Malaria vector control in Kenya will benefit from improved knowledge of the genetic heterogeneities within populations of An. funestus and their effects on malaria transmission. The persistent high transmission attributed to this species in western Kenya and mainly encountered indoors [9] will inform targeted measures such as indoor residual sprays (IRS). Pronounced genetic structure uncovered for this major malaria vector in Kenya has practical implications for the implementation of gene-drive technologies for mosquito control. However, extensive sampling of multiple populations will be needed to reveal the extent of the variation; this will help inform the design of such an approach, robust to natural genetic variation. Perhaps such a genetic approach will require multiple release points and may be more promising in western Kenya given the relative genetic uniformity. Since holistic malaria control using gene drive approaches needs to target multiple major malaria vectors [25], similar genetic studies should be extended to other vectors like Anopheles arabiensis which occurs in sympatry with An. funestus in most environments of Kenya and Africa as a whole.

Conclusions

We have unraveled subdivisions within An. funestus in Kenya revealing three genetically distinct clusters. We found variation in mean Plasmodium infectivity between the An. funestus clusters proportional to the mean malaria prevalence across risk areas of Kenya.

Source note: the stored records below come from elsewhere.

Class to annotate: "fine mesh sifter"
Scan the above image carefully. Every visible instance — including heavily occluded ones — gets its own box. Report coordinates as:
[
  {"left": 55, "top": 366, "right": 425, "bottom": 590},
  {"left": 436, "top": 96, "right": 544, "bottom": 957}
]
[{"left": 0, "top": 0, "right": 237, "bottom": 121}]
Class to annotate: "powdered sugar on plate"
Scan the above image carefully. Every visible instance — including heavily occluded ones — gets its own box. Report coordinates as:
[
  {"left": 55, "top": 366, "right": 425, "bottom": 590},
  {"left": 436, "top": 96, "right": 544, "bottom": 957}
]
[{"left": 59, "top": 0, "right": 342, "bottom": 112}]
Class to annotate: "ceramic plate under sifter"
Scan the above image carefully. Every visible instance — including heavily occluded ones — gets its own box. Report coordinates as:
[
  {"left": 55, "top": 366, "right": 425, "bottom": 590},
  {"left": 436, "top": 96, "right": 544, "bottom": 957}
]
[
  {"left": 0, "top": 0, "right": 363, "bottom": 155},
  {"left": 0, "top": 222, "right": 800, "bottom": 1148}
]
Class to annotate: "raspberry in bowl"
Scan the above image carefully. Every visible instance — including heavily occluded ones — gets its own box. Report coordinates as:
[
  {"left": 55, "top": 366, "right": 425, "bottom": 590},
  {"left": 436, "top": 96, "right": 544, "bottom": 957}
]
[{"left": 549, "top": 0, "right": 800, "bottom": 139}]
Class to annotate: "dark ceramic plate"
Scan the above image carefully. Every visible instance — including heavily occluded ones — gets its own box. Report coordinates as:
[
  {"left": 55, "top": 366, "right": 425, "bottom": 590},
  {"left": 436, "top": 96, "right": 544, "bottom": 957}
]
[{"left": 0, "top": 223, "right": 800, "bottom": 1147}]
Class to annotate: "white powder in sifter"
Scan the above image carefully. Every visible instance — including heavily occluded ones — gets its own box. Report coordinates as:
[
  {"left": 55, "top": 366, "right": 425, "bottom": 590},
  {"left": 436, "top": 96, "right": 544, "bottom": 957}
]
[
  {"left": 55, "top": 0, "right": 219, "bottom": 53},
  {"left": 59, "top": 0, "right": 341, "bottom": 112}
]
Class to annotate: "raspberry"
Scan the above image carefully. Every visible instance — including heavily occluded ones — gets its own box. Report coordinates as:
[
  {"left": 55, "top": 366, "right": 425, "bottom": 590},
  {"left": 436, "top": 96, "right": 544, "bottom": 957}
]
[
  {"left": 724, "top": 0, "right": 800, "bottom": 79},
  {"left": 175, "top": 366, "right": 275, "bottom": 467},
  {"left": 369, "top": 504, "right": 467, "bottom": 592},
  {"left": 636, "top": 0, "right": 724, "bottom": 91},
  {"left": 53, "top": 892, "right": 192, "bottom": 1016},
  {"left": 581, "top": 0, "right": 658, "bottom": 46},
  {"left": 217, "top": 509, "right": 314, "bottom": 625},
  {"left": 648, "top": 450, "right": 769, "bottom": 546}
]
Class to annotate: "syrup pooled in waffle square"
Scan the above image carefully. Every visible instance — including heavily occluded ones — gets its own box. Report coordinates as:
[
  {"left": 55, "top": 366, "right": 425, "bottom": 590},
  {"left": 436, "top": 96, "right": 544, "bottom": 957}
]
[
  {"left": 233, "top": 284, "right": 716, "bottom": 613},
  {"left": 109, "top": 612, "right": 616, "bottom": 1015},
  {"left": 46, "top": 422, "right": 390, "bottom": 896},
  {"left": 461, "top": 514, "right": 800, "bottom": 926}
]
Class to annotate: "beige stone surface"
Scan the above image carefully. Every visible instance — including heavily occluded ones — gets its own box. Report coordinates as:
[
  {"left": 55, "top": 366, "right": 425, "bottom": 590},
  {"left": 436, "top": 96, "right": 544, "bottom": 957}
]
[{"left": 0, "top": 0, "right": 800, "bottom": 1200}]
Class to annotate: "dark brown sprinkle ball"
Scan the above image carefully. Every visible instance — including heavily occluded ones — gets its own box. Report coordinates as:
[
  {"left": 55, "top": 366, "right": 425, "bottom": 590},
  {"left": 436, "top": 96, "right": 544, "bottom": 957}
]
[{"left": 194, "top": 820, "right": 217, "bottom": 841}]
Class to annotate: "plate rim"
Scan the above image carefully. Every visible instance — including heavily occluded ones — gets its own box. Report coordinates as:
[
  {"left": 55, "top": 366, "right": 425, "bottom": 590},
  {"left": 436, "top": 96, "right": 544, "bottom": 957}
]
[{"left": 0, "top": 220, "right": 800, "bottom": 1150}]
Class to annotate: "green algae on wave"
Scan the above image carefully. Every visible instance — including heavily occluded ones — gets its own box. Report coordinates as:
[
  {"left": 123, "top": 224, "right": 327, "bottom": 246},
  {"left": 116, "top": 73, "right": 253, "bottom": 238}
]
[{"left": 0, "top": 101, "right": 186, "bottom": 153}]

This association does not, however, prove causality, as other processes could have contributed to the observed result. A holistic examination of all anophelines contributing to transmission in a given focus and their evolutionary pattern will shed light on the link between transmission and human malaria prevalence. Vector surveillance is integral to malaria elimination efforts, given vectors’ remarkable capacity for evolution and the need for fine-tuning control strategies in the event of changes in local transmission [55]. Most importantly, it is essential to start collecting population genomic data prospectively as an integral part of vector control interventions, to identify their responses to such measures, or the underlying cause of genetic structure and high population size of this species in western compared to coastal Kenya as observed in our data. As pointed out by the Anopheles gambiae Genomes Consortium [53], each intervention needs to be treated as an experiment and its effect analyzed on both mosquito and parasite populations. Only then can we improve the efficacy and sustainability of future interventions, while at the same time learn about basic processes in ecology and evolution.